Rob pudo escuchar de fondo el sonido de los almuecines en aquella última llamada, detrás de la voz fervientemente animada de Isobel. Era una sensación terrible la de oír el bullicio de Sanliurfa. Si no hubiera estado nunca allí, nada de esto habría pasado. No quería volver a pensar en el Kurdistán nunca más.

Durante los dos días siguientes Rob no hizo otra cosa que atormentarse. Isobel dejó de llamarle. Steve dejó de telefonearle tanto. El silencio le resultaba insoportable. Trató de beber té y de tranquilizar a Sally. Fue al supermercado a comprar vodka; después volvió a casa y se fue directo al ordenador, una vez más. Lo hacía ya de forma rutinaria, sin esperar nada.

Pero esta vez estaba el pequeño dibujo de un sobre en la pantalla. Había llegado un nuevo correo y era de… Cloncurry.

Rob abrió el mensaje con los dientes apretados por la tensión.

El correo estaba vacío; no había más que un enlace para ver un vídeo. Rob hizo clic sobre él. La pantalla burbujeó y se quedó en blanco. Luego Rob vio a Christine y a su hija en una habitación vacía, de nuevo atadas a unas sillas. Aquella habitación era un poco diferente, más pequeña que la última. La ropa de las prisioneras había cambiado.
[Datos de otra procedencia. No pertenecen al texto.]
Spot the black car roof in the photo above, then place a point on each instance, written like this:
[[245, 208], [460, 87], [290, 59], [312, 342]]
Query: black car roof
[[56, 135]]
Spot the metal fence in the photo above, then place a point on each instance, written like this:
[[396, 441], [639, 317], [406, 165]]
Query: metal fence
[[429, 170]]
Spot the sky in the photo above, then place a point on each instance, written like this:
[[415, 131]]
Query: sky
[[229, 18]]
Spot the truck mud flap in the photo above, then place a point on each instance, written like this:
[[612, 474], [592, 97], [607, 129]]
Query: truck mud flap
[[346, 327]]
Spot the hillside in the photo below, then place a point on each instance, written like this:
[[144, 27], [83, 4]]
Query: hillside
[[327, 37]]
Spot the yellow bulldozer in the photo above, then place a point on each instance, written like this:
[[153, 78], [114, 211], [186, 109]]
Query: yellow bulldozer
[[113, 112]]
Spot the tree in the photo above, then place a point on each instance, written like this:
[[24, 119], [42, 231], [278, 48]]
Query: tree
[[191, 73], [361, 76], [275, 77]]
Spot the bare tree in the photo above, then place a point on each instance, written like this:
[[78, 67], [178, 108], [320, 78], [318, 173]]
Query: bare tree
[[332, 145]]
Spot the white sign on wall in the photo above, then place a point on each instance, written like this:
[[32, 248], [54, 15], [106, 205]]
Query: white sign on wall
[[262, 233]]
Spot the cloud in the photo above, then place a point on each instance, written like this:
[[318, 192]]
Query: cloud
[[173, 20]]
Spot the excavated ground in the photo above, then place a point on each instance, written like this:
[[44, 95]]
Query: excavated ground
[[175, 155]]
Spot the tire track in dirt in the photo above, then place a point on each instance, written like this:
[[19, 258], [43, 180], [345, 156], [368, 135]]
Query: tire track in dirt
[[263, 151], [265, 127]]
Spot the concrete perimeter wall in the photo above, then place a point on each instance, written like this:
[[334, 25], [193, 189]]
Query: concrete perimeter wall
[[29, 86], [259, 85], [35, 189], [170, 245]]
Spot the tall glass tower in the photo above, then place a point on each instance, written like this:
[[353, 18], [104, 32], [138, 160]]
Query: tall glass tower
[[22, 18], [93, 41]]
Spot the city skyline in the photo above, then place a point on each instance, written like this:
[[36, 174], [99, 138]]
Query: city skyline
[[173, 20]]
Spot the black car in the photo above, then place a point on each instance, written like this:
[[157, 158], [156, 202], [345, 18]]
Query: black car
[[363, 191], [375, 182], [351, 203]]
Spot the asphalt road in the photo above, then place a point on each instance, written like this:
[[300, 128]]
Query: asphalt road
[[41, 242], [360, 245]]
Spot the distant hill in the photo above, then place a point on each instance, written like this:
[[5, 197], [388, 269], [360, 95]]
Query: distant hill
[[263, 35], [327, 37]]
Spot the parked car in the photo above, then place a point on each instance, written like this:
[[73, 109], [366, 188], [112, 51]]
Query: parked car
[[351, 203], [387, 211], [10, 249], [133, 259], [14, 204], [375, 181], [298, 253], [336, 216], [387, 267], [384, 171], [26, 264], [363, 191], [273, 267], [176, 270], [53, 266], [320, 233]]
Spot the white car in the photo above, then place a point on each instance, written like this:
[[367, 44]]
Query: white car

Estaba claro que las habían trasladado.

Pero no fue aquello lo que hizo que Rob se estremeciera con un fuerte y nuevo temor y una angustia más profunda, sino el hecho de que las dos rehenes estuvieran encapuchadas. Alguien había puesto unas capuchas negras y gruesas sobre las cabezas de las chicas.

El periodista hizo una mueca de dolor. Recordó su propio terror bajo aquella capucha negra y pestilente en Lalesh. Mirando a la oscuridad.

Aquellas nuevas e inquietantes imágenes del vídeo de Lizzie y Christine en silencio, encapuchadas y atadas a las sillas duraron tres minutos muy largos. Después apareció Cloncurry hablando a la cámara.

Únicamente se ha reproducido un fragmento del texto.